Successful scientists have a vested interest in the current system. The notion that publication itself serves as a trusted “stamp of quality” is deeply ingrained, and scientists adhere instinctively to a more or less agreed-upon hierarchy of journals for judgment, reading preferences, and evaluations. As authors, they chose journals based on prestige and quality but are shielded from associated publishing costs because their libraries pay for subscription licenses. As peer reviewers, they provide critical and time-consuming services and, in exchange, gain privileged access both to unpublished work and to the “right” editors. Scientists may also interpret a call for change as an implicit criticism that they don’t execute their role well enough despite investing significant effort. It is easy to blame individuals, like editors or the “third reviewer,” for mistakes in publishing decisions. But the problems we describe here are systemic and not resolved by tackling individual misjudgments that will always be part of scientific evaluations.

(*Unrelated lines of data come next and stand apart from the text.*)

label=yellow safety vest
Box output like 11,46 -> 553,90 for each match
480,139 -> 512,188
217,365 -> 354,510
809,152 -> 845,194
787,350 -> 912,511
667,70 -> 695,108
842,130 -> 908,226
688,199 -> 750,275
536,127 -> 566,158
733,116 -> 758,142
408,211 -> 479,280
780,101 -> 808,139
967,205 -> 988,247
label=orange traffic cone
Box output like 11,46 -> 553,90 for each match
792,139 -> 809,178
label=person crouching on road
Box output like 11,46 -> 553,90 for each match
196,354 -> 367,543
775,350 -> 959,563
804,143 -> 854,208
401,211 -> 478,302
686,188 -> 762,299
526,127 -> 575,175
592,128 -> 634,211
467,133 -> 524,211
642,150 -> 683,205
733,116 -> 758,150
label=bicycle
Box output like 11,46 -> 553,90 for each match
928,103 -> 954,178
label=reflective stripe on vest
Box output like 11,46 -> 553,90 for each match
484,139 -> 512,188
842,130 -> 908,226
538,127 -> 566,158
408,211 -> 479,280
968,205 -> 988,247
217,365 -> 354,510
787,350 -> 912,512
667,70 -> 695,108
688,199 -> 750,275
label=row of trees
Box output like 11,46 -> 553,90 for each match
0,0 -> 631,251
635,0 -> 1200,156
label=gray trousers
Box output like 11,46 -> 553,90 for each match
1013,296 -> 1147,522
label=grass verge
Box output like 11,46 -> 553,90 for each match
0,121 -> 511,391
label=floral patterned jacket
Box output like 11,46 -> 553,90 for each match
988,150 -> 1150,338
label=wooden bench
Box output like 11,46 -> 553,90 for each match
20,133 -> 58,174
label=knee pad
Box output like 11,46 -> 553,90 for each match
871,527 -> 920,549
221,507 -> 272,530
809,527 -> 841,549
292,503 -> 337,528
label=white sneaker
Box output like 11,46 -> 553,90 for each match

Over time, however, we believe that the scientific community will come to support a progressive open publishing model that accelerates discovery and empowers scientists. Authors would spend less time and resources on getting their work published, and peer reviewers might need to review less often. Even post-publication curation could turn out to be effort neutral if it grows at the expense of pre-publication curation. To move forward, we encourage the community to push for progress on core issues such as the following.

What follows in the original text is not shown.